Ce mercredi 25 juin 2025, le Président de la République, Félix-Antoine Tshisekedi, a reçu l’ancien président nigérian Olusegun Obasanjo, l’un des cinq facilitateurs nommés conjointement par l’EAC et la SADC pour contribuer à la résolution de la crise sécuritaire qui ronge l’Est de la RDC.

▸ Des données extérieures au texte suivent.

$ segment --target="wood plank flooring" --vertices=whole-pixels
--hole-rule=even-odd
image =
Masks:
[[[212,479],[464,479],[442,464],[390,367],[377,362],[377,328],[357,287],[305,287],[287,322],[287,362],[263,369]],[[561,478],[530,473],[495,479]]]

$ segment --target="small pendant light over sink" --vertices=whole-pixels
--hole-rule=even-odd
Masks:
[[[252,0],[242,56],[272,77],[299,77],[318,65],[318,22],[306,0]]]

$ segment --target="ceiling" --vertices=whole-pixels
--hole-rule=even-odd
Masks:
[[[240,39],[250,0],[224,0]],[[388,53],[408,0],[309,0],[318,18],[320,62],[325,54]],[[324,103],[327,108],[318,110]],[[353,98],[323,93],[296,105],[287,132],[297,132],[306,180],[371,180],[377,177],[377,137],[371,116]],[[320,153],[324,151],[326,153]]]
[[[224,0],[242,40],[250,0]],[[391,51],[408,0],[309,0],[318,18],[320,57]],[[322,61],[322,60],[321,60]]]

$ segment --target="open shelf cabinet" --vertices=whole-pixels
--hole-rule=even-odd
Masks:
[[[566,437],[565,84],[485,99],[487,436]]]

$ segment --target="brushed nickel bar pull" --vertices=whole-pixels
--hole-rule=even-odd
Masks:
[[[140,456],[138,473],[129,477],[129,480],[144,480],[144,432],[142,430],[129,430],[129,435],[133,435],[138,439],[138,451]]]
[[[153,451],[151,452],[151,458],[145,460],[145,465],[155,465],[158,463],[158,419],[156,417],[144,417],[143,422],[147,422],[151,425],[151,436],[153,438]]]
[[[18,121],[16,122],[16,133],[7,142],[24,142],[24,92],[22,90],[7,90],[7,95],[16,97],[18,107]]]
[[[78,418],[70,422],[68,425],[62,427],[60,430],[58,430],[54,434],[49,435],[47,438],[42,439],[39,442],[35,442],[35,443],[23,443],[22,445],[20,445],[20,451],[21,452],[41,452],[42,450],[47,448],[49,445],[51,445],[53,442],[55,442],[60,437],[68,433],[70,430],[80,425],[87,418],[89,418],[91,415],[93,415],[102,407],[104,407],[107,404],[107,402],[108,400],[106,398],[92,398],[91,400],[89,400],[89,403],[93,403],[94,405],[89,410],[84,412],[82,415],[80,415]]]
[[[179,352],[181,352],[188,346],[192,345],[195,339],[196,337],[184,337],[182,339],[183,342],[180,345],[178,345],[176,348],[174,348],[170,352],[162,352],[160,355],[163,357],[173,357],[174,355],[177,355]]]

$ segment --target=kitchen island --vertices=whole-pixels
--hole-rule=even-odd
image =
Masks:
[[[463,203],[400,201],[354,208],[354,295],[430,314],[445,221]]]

Reçu à la Cité de l’Union africaine à Kinshasa, Obasanjo venait de Kigali, où il s’était entretenu avec le président rwandais Paul Kagame. Objectif : calmer les tensions, désamorcer les confrontations et ouvrir la voie à une désescalade militaire entre la RDC et le Rwanda, deux voisins englués dans une hostilité persistante. « Nous explorons toutes les possibilités sur la situation entre le Rwanda et la RDC pour qu’il n’y ait plus de confrontation militaire et de violence. Les discussions que j’ai eues avec mes deux frères du Rwanda et de la RDC sont sur le bon chemin », a confié Olusegun Obasanjo à l’issue de la rencontre avec le Chef de l’État congolais.
Ce tête-à-tête, qui a duré près de deux heures, s’inscrit dans le cadre d’une série de démarches régionales et continentales visant à trouver une solution diplomatique à la crise. Selon l’ancien président nigérian, l’étape suivante de sa tournée diplomatique sera Lomé, au Togo, où il prévoit de faire rapport à Faure Gnassingbé, désigné par l’Union africaine comme médiateur dans ce dossier. « Je vais me rendre à Lomé pour lui faire rapport et voir ce qui doit être fait pour une paix durable dans la région », a-t-il déclaré.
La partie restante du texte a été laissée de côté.